Weimar National Assembly
- In office 1919–1920

Personal details
- Born: 26 December 1879 Inowrazlaw, Province of Posen, German Empire (Inowrocław, Poland)
- Died: 19 January 1960 (aged 80) Berlin
- Party: German Democratic Party
- Spouse: Anna Dorothea Fernis
- Children: 1 daughter, 1 son
- Occupation: historian, journalist

= Alfred Herrmann =

Alfred Herrmann (26 December 1879 – 19 November 1960) was a German historian, journalist and politician.

==Biography==
Hermann was born in Inowrazlaw (Inowrocław) to Otto Herrmann, a post officer, and Helene née Gartner. He studied history, German studies and philosophy at the University of Breslau (Wrocław), and the Ludwig-Maximilians-Universität München. During his studies, he became a member of the KDStV Winfridia Breslau in the CV in 1899.

After graduating at the University of Breslau in 1903, Herrmann then started to work for Hermann Hüffer in Bonn and became the editor of "Annalen des Historischen Vereins für den Niederrhein" in 1905. He habilitated in 1906 and worked at the University of Bonn until 1913, focusing on Napoleonic, Prussian and Rhenish history.

In autumn 1913, Herrmann became a professor for history at the Royal Academy Posen (Poznań), where he also worked as the head of the press department of the Fifth Army Corps from October 1914 to December 1918. After the end of World War I, he became the chairman of the German people's council Posen (Deutscher Volksrat Posen) and lost his position at the Royal Academy after its dissolution.

In 1919, Herrmann was elected as a member of the Weimar National Assembly representing the German Democratic Party.
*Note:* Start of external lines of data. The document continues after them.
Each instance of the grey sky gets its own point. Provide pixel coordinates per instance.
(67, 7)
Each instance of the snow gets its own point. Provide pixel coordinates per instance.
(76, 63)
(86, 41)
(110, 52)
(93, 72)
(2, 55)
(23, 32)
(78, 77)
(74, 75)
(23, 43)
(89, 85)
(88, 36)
From 1920 to 1924, Herrmann was the editor of the Oldenburger Landeszeitung and Kieler Zeitung and from 1926 to 1932 deputy editor of the Hamburger Fremdenblatt.

From 1924 to 1925, he lectured on journalism and history of warfare at Kiel University and from 1926 to 1932 and again from 1947 to 1949 as honorary professor at the University of Hamburg on modern German history, journalism and politics.
From 1933 to 1935, he worked as executive director of the German press association (Reichsverband der deutschen Presse) and from 1935 to 1944 as managing director of publishing houses in Dresden and Berlin.
In 1949, he became tenured professor for modern history and politics at Technische Universität Berlin, he retired in 1954.

Herrmann was a founding member and (from 1951 to 1956) chairman of the commission for the history of parliamentarism and the political parties (Kommission für Geschichte des Parlamentarismus und der politischen Parteien) in Bonn.

In 1955, he was awarded the Grand Cross of Merit of the Federal Republic of Germany.

Herrmann was married to Anna Dorothea Fernis, they had one daughter and one son. He died in Berlin.